Benchmark results of Kubernetes network plugins (CNI) over 10Gbit/s network (Updated: August 2020)

Alexis Ducastel
ITNEXT
Published in
8 min readSep 8, 2020

--

New Version available : 2024

This article is a bit old now, it has been updated. Check it out !

https://itnext.io/benchmark-results-of-kubernetes-network-plugins-cni-over-40gbit-s-network-2024-156f085a5e4e#89d8-90c23c8caeb4-reply

This article is an update of my previous benchmark (2018 and 2019), now running Kubernetes 1.19 and Ubuntu 18.04 with CNI version up-to-date in August 2020.

Contents :

  1. Before we dive into metrics
  2. CNI MTU tuning
  3. CNI benchmark : Raw data
  4. CNI Encryption
  5. Summary
  6. Conclusion - my review

TL;DR : For those in a hurry, please check sections 3 and 4 for graphs, or sections 5 and 6 for my views on the benchmark results and their interpretation.

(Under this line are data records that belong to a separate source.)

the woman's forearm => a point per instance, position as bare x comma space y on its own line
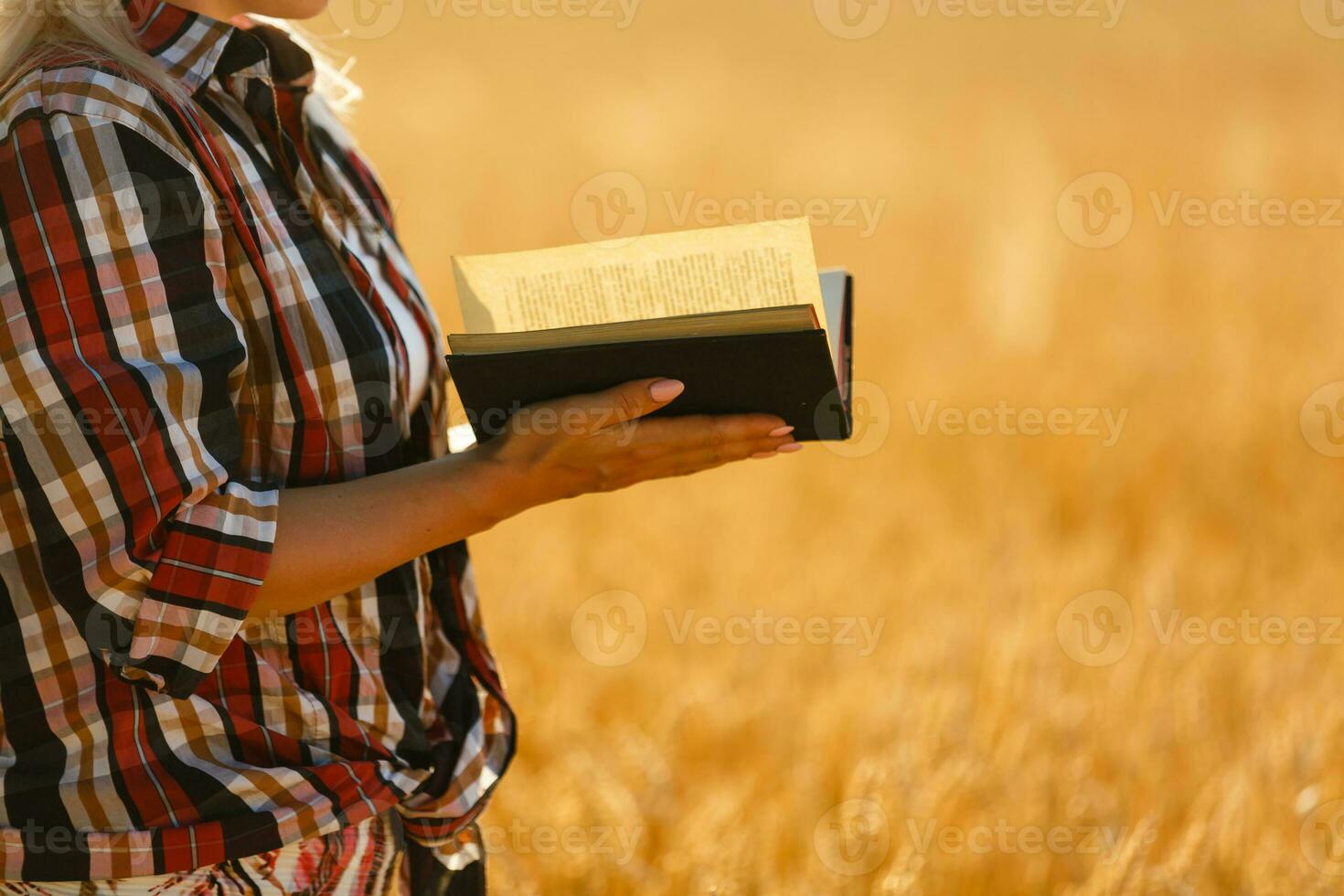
331, 539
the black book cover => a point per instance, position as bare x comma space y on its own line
786, 374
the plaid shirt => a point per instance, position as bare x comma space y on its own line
194, 320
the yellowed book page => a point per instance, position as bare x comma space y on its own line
692, 272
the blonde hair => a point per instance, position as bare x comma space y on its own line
100, 31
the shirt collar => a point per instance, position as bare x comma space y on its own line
192, 48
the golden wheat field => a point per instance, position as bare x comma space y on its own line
1066, 618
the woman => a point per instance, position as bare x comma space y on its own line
242, 649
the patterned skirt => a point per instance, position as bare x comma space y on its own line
371, 859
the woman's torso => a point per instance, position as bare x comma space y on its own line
294, 375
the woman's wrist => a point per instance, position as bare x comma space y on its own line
491, 486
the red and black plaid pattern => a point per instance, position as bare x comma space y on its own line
194, 318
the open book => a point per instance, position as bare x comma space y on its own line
740, 315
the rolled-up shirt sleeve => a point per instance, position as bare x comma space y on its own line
123, 377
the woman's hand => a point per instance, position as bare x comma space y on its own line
335, 538
598, 443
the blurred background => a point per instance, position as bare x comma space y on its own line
1066, 617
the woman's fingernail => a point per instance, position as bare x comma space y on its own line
666, 389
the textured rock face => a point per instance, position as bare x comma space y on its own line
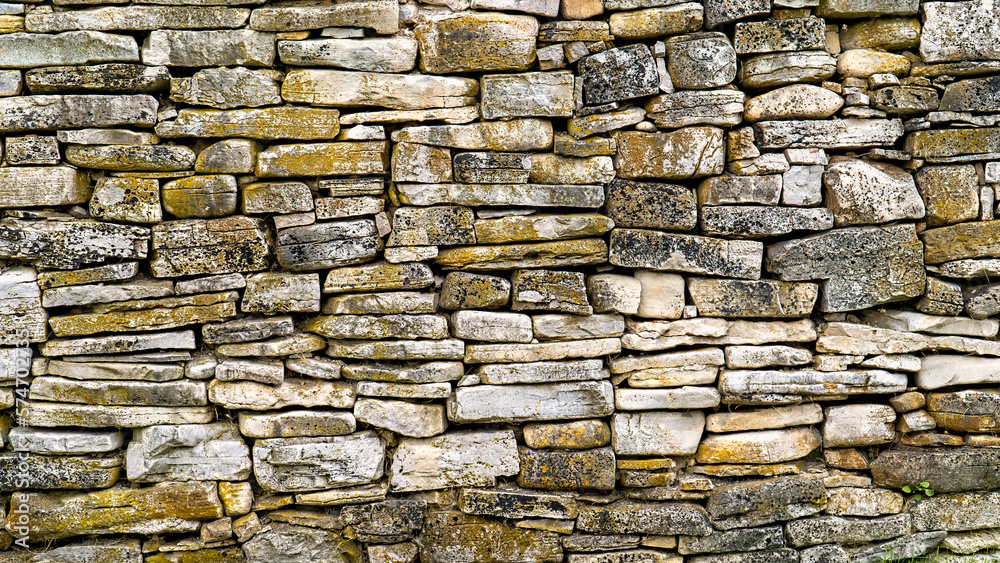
501, 281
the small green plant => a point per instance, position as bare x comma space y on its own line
920, 491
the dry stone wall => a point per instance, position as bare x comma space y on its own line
499, 281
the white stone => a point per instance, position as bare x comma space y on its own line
657, 433
662, 295
375, 54
519, 403
491, 326
459, 459
312, 464
849, 426
687, 397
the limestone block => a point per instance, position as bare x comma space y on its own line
658, 433
468, 458
477, 42
877, 265
376, 54
189, 452
538, 94
286, 122
342, 88
310, 464
29, 50
226, 88
243, 47
519, 403
686, 153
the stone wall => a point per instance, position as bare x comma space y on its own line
499, 281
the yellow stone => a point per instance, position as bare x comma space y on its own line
145, 320
964, 240
477, 42
324, 159
538, 255
162, 508
288, 122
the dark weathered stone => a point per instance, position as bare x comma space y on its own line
757, 503
453, 537
745, 221
834, 529
619, 74
558, 470
965, 411
626, 517
905, 100
947, 471
108, 78
974, 94
636, 248
651, 205
862, 266
386, 521
740, 539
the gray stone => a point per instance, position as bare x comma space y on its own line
780, 69
286, 543
947, 471
619, 74
537, 94
421, 464
834, 529
701, 60
794, 34
659, 433
708, 107
722, 190
913, 545
725, 11
757, 503
379, 15
744, 540
309, 464
376, 54
758, 222
783, 387
973, 22
831, 134
635, 248
244, 47
860, 192
188, 452
974, 94
862, 266
28, 50
651, 205
626, 517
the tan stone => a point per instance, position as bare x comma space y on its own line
324, 159
477, 42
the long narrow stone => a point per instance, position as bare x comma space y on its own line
341, 88
47, 113
518, 403
134, 18
269, 124
30, 50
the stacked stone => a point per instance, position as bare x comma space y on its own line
597, 281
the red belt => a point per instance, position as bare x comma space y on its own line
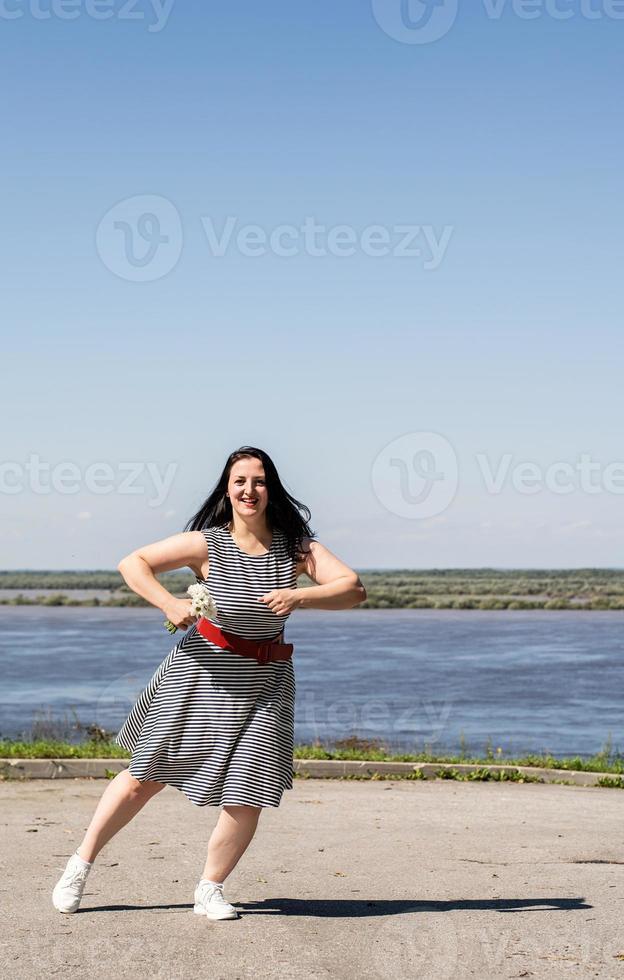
262, 651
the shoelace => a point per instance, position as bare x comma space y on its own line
78, 876
210, 892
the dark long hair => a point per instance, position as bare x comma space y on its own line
283, 510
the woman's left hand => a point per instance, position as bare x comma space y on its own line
281, 601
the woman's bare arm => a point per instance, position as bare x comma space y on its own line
338, 586
139, 568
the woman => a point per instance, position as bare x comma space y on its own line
216, 720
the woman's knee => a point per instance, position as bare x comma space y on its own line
242, 809
142, 787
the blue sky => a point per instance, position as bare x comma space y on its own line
457, 312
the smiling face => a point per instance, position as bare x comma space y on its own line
247, 488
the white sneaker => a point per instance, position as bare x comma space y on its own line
68, 890
209, 901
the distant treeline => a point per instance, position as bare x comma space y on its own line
471, 588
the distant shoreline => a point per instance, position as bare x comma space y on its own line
589, 589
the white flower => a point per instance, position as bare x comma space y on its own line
202, 603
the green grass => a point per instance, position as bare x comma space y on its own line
352, 749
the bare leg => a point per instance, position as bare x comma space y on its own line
120, 802
229, 840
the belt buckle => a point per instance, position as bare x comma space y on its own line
264, 653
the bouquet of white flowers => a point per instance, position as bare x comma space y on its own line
202, 604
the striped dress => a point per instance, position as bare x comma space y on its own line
216, 725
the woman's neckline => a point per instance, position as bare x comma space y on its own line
246, 553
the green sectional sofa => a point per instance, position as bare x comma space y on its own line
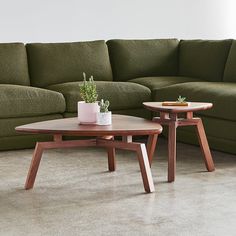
40, 81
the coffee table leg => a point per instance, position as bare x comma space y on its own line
204, 146
145, 169
172, 151
34, 166
151, 146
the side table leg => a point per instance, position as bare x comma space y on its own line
204, 146
111, 159
145, 169
172, 151
34, 166
151, 146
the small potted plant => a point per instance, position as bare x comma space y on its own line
88, 108
104, 116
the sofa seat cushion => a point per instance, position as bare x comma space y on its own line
162, 81
26, 101
222, 95
122, 95
55, 63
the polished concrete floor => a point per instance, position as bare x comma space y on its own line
74, 194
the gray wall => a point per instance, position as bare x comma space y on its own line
74, 20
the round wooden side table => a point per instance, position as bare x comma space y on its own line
169, 117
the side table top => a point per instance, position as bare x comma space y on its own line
121, 126
193, 106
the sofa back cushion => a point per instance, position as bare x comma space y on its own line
230, 67
13, 64
204, 59
131, 59
55, 63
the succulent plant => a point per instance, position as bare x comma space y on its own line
104, 105
181, 99
88, 90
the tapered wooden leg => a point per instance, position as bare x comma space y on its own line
172, 151
34, 166
151, 146
110, 154
127, 139
204, 146
145, 169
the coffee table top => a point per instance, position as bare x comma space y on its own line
121, 126
193, 106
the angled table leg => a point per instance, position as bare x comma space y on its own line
145, 169
151, 146
172, 151
204, 146
34, 166
111, 153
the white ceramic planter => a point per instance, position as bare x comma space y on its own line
87, 112
104, 118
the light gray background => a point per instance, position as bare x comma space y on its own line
75, 20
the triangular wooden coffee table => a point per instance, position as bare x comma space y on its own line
125, 126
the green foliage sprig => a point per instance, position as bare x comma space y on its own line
181, 99
88, 90
104, 105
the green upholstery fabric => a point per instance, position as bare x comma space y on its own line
122, 95
13, 64
141, 58
162, 81
222, 95
54, 63
139, 112
203, 59
230, 67
25, 101
7, 125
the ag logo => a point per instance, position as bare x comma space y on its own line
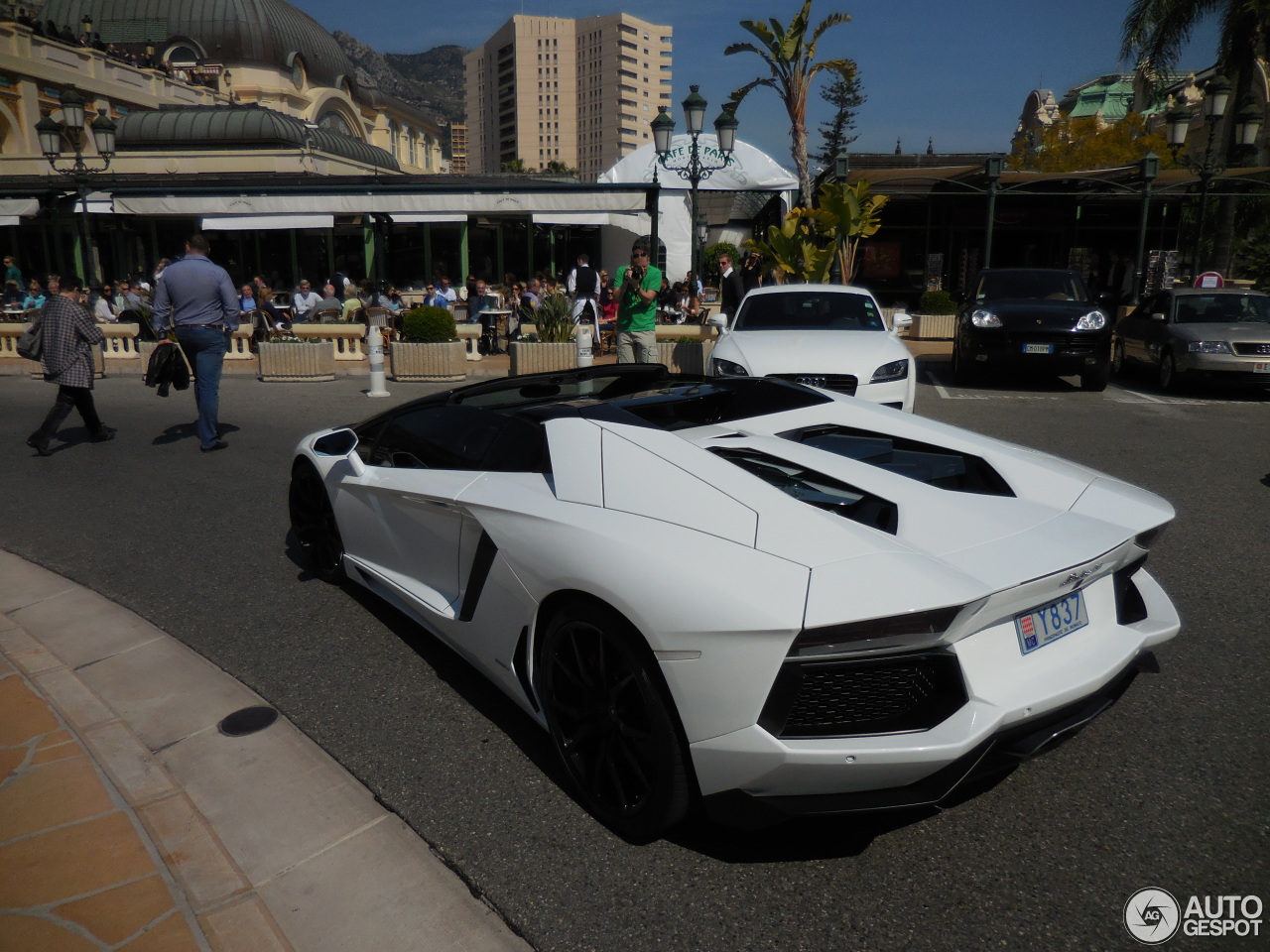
1152, 915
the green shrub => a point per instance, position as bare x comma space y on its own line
429, 325
937, 302
554, 320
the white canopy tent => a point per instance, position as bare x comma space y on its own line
749, 171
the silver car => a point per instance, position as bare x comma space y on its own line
1198, 334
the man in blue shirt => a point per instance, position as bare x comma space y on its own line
197, 299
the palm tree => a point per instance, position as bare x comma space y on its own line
1156, 32
790, 56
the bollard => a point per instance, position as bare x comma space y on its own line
375, 348
581, 335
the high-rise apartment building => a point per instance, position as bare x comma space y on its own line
579, 93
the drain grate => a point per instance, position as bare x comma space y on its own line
249, 720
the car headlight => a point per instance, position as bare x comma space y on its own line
896, 370
1093, 320
726, 368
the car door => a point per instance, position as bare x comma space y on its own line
407, 526
1134, 329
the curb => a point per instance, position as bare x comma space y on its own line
267, 842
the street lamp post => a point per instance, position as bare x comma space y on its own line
992, 168
695, 171
1147, 171
1211, 164
53, 135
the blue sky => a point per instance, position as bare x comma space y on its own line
957, 72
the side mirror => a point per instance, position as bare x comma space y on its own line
340, 443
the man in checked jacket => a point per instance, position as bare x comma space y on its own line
68, 335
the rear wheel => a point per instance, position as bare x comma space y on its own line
1167, 372
314, 524
612, 721
962, 371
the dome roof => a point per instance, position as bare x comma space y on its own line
214, 127
250, 32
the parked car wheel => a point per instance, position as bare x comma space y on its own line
1096, 380
1167, 372
964, 373
314, 524
611, 721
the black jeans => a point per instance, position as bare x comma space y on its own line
67, 398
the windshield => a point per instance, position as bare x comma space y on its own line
1052, 286
1222, 308
810, 309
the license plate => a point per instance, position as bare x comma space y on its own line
1042, 626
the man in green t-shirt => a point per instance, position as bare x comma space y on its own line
638, 286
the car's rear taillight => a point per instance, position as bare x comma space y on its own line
875, 633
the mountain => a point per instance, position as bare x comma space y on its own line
431, 81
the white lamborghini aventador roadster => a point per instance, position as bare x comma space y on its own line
740, 592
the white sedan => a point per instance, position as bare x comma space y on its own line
740, 593
822, 335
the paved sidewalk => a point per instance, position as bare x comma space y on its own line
130, 821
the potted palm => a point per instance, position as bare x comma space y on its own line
430, 348
290, 358
935, 317
549, 347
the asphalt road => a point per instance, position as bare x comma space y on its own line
1169, 788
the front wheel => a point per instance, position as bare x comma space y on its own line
1118, 358
612, 721
314, 524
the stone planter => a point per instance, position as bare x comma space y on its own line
686, 357
934, 326
543, 358
296, 362
429, 362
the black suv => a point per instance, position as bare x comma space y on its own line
1039, 318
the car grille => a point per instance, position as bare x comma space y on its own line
892, 694
1064, 343
1252, 349
837, 382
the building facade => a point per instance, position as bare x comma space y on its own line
134, 56
550, 91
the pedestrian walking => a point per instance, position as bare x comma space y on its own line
195, 298
68, 335
636, 309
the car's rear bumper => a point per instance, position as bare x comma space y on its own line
998, 754
1011, 699
1225, 367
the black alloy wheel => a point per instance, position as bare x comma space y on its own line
612, 722
314, 524
1167, 372
964, 373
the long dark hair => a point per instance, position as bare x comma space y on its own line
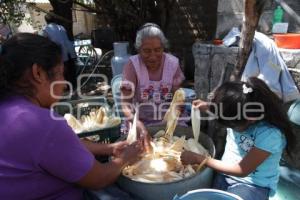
18, 54
262, 104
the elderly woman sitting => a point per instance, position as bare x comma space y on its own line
150, 77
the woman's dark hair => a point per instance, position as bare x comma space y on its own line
17, 56
261, 104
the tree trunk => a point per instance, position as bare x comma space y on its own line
253, 11
64, 10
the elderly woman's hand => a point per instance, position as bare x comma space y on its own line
188, 157
118, 147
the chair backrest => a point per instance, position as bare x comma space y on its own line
205, 194
116, 92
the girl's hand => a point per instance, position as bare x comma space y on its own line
131, 153
118, 147
188, 157
201, 105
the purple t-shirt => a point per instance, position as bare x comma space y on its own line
40, 158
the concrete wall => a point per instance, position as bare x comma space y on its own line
230, 13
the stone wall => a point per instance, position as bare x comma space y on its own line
230, 13
211, 61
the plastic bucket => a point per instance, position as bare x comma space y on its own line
208, 194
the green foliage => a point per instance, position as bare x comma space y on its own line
12, 11
126, 16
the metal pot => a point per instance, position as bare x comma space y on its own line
166, 191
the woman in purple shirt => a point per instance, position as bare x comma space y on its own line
40, 157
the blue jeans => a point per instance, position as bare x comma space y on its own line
112, 192
243, 190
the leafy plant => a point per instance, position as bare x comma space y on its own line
12, 11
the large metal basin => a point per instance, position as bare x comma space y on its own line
166, 191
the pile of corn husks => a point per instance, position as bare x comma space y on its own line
163, 163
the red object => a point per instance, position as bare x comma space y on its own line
287, 41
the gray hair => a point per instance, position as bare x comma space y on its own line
150, 30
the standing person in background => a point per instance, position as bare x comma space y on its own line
58, 34
40, 156
257, 134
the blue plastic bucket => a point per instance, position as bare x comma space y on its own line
208, 194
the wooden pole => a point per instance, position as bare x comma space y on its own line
253, 10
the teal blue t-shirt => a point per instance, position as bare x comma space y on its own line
263, 136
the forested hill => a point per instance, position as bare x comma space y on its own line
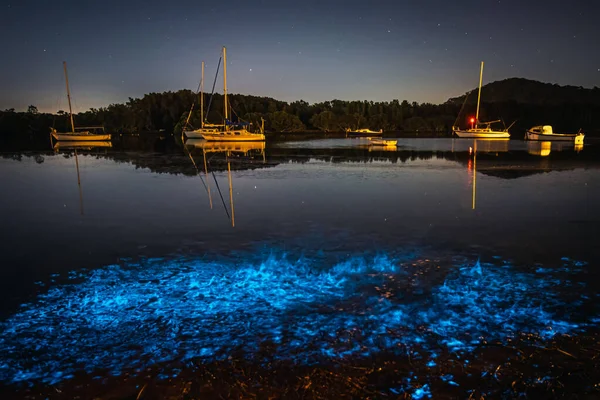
526, 91
527, 102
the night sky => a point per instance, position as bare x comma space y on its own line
425, 51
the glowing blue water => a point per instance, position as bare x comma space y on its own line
129, 317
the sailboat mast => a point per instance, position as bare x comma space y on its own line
230, 192
479, 95
225, 84
202, 98
69, 97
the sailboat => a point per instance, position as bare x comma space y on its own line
90, 133
228, 131
480, 129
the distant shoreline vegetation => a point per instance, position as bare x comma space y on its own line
529, 103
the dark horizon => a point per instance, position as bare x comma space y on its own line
426, 52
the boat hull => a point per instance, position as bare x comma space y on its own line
80, 137
240, 147
555, 137
476, 134
70, 144
229, 136
381, 142
363, 134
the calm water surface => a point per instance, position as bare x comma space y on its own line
398, 235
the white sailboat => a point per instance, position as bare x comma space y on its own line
228, 131
92, 133
481, 130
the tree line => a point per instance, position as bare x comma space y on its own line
169, 111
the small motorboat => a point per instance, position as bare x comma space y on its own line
381, 142
363, 132
545, 133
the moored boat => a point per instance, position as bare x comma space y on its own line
381, 142
481, 130
84, 134
228, 131
545, 133
71, 144
363, 133
90, 133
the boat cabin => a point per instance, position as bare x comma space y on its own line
542, 130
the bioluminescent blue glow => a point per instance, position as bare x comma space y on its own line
124, 318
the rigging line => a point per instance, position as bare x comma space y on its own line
213, 89
220, 194
463, 106
187, 121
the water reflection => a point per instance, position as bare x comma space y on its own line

1) Before we dive into metrics…

1.1) What’s new since April 2019 ?

  • Put your own cluster to the test : You can now run the benchmark on your own cluster with the release of our “Kubernetes Network Benchmark” tool : knb (https://github.com/InfraBuilder/k8s-bench-suite).
  • Welcome to new challengers in the CNI battle :
    - “Antrea” from VMware Tanzu
    - “Kube-OVN” from alauda.io
  • New scenario : This benchmark covers “Pod-to-Pod” network performance, but also a new “Pod-to-Service” scenario which refers to a real-world test case. In practice, your API pod will consume database through a service, and not from the pod IP (Of course, we do test TCP and UDP for both scenarios)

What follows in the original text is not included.